深い意味はなく、単に天気図を描くのが好きだった子供、くらいのつもりで使っている。海外に出かけたこともないその小僧にとってラジオから流れてくる気象通報の地点は、どこも一人勝手に有名な場所になっていた。
今では1日に1回しか流れないが、そのラジオ放送に耳を傾けたことがある人ならば、ラワーグという発音に聞き覚えがあるだろう。昔を知っている人にとっては、東経135度、北緯29度の定点観測船と同じくらい特別な場所かもしれない。台湾とルソン島の間にあるバスコからの通報が流れない時だけ呼ばれる町なのである。

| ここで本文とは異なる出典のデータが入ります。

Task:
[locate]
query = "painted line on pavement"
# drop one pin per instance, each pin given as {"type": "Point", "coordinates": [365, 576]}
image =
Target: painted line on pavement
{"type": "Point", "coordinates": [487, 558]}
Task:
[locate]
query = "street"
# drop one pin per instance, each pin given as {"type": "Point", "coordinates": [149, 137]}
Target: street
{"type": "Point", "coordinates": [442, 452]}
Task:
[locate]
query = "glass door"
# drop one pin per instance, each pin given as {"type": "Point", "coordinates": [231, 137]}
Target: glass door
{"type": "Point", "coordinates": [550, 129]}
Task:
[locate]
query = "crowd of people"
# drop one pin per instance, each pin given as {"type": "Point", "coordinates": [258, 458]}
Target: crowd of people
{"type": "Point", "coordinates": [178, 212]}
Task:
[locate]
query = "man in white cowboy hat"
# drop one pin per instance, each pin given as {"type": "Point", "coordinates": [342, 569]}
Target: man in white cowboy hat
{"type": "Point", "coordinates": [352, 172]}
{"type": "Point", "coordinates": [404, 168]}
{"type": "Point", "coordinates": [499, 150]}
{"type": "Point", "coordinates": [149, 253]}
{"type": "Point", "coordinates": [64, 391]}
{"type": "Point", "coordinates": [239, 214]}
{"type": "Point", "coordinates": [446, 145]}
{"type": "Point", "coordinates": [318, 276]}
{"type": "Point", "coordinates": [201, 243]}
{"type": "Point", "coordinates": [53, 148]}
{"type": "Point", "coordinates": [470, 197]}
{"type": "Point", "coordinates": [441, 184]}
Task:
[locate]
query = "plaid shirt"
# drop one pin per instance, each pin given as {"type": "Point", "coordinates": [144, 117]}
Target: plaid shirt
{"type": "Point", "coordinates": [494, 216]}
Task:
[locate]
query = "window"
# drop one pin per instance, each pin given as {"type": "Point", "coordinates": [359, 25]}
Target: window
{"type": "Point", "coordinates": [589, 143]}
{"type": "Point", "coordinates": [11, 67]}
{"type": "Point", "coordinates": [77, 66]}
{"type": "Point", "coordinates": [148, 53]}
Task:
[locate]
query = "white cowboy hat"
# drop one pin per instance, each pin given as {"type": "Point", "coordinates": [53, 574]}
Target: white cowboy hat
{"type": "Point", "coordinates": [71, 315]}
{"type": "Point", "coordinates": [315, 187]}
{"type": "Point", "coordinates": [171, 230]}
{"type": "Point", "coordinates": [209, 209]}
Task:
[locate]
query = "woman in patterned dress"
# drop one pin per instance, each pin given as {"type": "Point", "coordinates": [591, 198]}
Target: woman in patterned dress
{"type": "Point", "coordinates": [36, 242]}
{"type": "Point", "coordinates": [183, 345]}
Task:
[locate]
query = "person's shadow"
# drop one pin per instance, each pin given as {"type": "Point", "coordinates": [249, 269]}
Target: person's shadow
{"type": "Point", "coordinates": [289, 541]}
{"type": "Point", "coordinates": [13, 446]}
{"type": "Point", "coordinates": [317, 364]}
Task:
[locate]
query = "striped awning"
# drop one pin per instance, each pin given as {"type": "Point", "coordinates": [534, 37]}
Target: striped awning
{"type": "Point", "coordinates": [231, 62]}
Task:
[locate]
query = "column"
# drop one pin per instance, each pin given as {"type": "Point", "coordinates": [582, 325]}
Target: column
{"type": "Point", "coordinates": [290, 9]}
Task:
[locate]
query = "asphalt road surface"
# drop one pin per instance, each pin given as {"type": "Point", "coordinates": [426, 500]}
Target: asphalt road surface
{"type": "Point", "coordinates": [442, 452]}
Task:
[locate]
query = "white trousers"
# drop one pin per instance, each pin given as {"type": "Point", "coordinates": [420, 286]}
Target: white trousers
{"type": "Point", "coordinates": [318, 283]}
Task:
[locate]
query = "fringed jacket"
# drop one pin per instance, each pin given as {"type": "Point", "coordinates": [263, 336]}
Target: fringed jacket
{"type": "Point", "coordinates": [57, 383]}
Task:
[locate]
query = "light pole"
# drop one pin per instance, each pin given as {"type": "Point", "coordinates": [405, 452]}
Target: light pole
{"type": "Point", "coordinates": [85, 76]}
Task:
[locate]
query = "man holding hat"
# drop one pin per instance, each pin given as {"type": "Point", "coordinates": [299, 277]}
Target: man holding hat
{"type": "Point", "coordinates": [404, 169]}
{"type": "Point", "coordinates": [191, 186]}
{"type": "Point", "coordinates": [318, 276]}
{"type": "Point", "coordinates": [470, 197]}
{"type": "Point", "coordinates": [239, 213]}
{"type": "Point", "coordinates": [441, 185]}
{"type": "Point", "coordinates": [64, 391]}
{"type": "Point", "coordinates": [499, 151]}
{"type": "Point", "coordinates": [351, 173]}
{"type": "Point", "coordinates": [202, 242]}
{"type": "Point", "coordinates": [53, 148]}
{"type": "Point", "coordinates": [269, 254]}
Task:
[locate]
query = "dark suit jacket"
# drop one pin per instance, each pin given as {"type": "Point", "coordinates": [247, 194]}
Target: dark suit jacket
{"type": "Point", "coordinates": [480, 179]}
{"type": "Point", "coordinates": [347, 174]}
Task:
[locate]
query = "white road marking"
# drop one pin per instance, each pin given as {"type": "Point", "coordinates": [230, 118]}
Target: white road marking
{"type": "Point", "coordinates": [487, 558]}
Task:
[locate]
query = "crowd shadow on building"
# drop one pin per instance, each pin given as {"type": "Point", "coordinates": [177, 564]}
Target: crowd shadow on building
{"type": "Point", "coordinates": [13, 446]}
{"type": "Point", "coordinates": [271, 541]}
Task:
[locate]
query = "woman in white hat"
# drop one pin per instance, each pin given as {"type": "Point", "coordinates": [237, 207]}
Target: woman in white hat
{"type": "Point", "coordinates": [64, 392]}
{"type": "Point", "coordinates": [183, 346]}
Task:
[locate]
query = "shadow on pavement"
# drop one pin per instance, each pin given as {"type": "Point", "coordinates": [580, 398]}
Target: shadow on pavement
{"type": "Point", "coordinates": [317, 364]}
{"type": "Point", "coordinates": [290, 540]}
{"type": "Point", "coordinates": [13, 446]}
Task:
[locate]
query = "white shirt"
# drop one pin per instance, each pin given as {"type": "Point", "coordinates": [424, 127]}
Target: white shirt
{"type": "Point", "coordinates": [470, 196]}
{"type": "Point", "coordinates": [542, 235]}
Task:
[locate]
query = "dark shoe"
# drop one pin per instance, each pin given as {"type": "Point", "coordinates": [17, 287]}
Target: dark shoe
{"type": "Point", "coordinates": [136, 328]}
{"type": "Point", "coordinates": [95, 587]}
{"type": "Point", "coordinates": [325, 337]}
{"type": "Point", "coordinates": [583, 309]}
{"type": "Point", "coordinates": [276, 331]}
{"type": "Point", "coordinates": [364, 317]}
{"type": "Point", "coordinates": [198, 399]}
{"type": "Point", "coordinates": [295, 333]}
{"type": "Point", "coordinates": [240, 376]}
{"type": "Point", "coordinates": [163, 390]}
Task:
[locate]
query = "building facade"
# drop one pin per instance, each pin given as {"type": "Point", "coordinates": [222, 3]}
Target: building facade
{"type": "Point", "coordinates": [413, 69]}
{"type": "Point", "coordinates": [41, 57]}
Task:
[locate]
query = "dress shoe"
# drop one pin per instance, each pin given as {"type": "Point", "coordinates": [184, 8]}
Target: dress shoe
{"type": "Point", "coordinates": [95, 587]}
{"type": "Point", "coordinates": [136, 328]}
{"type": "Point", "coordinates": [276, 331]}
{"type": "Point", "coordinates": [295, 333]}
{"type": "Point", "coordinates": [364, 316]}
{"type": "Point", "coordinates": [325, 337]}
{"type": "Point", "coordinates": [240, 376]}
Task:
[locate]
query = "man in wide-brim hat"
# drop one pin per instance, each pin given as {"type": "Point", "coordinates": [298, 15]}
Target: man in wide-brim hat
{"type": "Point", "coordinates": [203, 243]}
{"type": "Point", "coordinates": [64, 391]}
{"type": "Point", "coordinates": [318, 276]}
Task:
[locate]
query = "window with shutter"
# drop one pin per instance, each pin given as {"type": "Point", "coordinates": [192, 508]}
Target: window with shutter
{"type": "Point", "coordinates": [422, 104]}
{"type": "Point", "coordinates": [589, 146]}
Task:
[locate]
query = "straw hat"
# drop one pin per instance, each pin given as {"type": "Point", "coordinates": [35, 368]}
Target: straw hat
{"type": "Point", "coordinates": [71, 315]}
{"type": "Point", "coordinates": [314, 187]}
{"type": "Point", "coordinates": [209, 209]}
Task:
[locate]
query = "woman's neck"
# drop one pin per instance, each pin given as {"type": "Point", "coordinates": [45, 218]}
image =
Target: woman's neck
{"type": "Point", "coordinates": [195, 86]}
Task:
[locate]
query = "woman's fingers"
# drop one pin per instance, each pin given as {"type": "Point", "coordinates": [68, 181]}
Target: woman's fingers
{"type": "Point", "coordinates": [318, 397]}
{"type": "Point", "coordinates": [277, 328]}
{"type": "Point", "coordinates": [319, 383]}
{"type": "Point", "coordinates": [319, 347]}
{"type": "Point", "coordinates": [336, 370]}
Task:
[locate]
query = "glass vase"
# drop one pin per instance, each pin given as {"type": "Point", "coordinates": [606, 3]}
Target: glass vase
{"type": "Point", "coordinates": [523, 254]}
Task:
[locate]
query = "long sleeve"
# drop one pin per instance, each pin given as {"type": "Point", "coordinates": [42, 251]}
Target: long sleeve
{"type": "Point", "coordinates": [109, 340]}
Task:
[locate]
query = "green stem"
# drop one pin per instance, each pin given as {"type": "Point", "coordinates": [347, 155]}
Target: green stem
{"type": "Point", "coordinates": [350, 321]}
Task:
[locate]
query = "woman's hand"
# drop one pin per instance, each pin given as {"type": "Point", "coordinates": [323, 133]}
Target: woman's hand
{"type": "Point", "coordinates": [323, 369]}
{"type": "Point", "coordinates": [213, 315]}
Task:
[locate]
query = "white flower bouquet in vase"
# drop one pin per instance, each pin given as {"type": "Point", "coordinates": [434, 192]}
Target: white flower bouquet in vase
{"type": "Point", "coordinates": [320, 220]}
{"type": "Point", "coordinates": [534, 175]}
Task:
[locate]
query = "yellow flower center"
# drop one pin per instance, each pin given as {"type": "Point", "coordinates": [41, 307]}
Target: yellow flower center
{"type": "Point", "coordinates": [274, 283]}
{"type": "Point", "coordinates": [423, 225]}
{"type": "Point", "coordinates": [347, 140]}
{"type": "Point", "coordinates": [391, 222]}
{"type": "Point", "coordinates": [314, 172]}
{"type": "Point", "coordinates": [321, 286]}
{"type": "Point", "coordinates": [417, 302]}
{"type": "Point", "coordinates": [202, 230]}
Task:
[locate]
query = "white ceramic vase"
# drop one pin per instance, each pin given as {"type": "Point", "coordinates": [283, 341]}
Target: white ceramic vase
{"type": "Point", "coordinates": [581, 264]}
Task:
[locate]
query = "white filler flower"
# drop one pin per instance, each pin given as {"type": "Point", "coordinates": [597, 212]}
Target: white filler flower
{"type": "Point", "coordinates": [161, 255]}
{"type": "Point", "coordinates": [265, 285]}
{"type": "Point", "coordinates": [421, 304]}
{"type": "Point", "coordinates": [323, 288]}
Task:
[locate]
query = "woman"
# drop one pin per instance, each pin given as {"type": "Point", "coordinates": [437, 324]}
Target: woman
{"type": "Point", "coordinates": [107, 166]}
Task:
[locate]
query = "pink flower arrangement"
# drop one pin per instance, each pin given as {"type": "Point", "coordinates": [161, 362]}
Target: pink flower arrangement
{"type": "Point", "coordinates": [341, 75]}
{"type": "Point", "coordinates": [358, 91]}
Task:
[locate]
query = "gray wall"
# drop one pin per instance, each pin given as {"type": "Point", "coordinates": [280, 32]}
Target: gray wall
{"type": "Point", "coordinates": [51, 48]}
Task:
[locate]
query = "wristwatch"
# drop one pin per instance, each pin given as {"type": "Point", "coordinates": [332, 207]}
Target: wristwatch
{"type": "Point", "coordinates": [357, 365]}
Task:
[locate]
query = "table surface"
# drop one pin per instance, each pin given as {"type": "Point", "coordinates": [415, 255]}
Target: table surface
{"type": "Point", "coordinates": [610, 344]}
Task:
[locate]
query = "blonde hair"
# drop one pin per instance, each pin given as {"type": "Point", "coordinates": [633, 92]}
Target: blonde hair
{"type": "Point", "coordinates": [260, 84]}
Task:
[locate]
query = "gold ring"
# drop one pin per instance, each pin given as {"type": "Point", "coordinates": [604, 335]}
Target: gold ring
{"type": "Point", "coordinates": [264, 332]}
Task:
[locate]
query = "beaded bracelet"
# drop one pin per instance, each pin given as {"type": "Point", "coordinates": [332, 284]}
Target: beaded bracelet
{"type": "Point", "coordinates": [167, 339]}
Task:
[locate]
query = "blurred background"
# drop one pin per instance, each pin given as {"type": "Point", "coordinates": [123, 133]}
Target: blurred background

つまり、天気図用紙には最初から記号を記す白丸がない地点なのである。バスコからの通報が数年に渡って途絶えた時期もあったが、今はバスコからの通報が行われているので、やはりたまにしか呼ばれない地点である。
かつて22時からの放送を毎日聞いて描き続けた天気図小僧にとって、ラワーグは特別な名前だった。そこに立ち、気象台職員の作業を横目に、自らの観測を行うことがあるとは30年以上も昔に想像するわけもない。この滞在中に、ご厚意で1度、準備が整ったラジオゾンデの放球役をさせてもらった。自分で揚げているゾンデとなんら変わらないのに、やはり特別である。気象庁のHPで調べてみると、ちょうどその日はラワーグからの通報になっていた。
西南西の風、風力3、晴れ、07hPa、30℃。

ようやく立ったその場所だったが、他のメンバーよりも数日早く離れる日がやってきた。気象台から歩いて1分もしないラワーグ国際空港から1時間でマニラに戻ってきた。